Conocer a María Alejandres es hacerse una herida en el cuerpo para permitir que por ella transiten venturas y penas, deseos y gozos secretos largamente macerados en el inconsciente colectivo. Su amplio registro lo mismo abraza con ternura protectora de madonna, que seduce, incita, exige, repudia y regala; su interpretación es invadida por una intensidad telúrica, como si en el escenario realizara un ritual por el que fluye toda la pasión de los siglos, y dejara en su garganta, decantada, un aire espiritual con un acendrado arraigo en el mundo. Promesa cumplida; su juventud no obsta para transmitir la pátina de la edad mediana en su articulación. Esto no se logra únicamente con una técnica impecable, sino con algo más que tampoco es lo que comúnmente llamamos don; sino por una comprometida asunción de un talento no sólo para el arte, sino para la vida, con la carne, con el dolor, el placer y sus impredecibles intercambios. Hay en su registro, oficio de vivir, y también miríadas de generaciones; linaje convocado por la hechicera del canto.
En la dirección musical y al piano el maestro Angel Rodríguez, originario de Cuba, isla bruja, pedazo de tierra donde se han fundido, a base de magia y canto, las raíces criollas del fuego Mexicano.

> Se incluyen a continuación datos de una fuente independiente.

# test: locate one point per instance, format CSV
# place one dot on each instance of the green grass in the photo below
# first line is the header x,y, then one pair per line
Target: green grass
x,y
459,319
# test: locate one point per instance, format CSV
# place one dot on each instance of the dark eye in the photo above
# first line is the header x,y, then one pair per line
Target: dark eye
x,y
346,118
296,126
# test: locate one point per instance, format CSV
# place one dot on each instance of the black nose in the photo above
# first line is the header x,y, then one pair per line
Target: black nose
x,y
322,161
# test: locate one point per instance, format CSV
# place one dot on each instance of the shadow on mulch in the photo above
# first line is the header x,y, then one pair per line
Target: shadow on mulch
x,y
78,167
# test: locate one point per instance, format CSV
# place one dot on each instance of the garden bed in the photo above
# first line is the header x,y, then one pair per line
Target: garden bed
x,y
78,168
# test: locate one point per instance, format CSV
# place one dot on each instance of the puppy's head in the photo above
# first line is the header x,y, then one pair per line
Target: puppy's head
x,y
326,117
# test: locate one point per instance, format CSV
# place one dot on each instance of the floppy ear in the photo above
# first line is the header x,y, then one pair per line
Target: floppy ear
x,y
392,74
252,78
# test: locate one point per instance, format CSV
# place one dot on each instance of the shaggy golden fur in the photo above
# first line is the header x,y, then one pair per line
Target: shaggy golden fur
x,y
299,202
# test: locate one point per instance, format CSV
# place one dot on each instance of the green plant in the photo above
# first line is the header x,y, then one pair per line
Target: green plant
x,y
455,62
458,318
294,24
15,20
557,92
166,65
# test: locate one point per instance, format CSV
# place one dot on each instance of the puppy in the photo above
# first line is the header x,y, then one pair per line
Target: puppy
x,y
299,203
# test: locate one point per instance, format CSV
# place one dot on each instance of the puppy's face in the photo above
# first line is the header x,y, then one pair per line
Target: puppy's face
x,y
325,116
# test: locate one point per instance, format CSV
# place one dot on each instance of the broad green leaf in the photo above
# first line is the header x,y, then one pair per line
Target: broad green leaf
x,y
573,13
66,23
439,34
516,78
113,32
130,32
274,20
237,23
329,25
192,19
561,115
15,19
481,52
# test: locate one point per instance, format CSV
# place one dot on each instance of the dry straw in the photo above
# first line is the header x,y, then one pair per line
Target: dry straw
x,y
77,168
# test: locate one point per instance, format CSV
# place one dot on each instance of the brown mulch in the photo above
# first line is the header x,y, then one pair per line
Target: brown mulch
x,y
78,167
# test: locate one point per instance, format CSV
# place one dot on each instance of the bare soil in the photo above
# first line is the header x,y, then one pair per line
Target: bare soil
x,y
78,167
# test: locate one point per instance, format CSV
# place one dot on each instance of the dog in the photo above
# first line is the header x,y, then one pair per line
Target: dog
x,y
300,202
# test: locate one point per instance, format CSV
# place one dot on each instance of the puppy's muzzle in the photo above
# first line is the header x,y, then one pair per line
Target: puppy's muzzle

Rodríguez evidencia en sus ataques y seducciones al teclado, la volcadura de emociones que renacen de la partitura en cada tema, tocándolo no sólo con el virtuosismo de su digitación, sino con gozo demoníaco a veces, sagrada gravedad y controlada impostura, que permiten que cada uno de sus movimientos - trágicos o exquisitos- lleguen al alma y al cuerpo del que está en la última mesa.
Los temas que conforman el programa recogen momentos álgidos de la historia de la ópera y pasajes dorados del alma de América Latina; se desliza del bel canto a la canción romántica con una sutileza y a la vez una intensidad dramática en los arreglos y en la interpretación, que es difícil precisar en qué momento da el vuelco mortal. Y es el idioma, acaso, quien avisa que la diva ha salido del ambiente clásico y restalla los temas populares, dotándolos de un brío olímpico, casi mitológico ; retratos sonoros de una época tan anhelada como perdida, que nutre el hoy aciago en que la identidad se tambalea. Asomo de antaño que sigue nutriendo la esencia nacional, en tanto no se congele en el estereotipo (estéril tipo), sino que dispare una moderna mexicanidad arraigada en estas y otras singularidades vivas, orgánicas, y en constante transformación, compromiso esencial de arte.
Los acompaña un ensamble de percusiones y cuerdas que dota de una teatralidad a veces rayana en el melodrama de los grandes salones de baile de los años cuarenta. Los timbales dan el acento trágico, abriendo portales de emoción o rematando frases que cierran pasajes interiores con la brillantez unísona del platillo. Contrabajo, chelo, congas, xilófono, timbales, güiro y maracas, dan los acentos al Son, que condimenta la cadencia melódica. Erotismo de gala; sublime veleidad.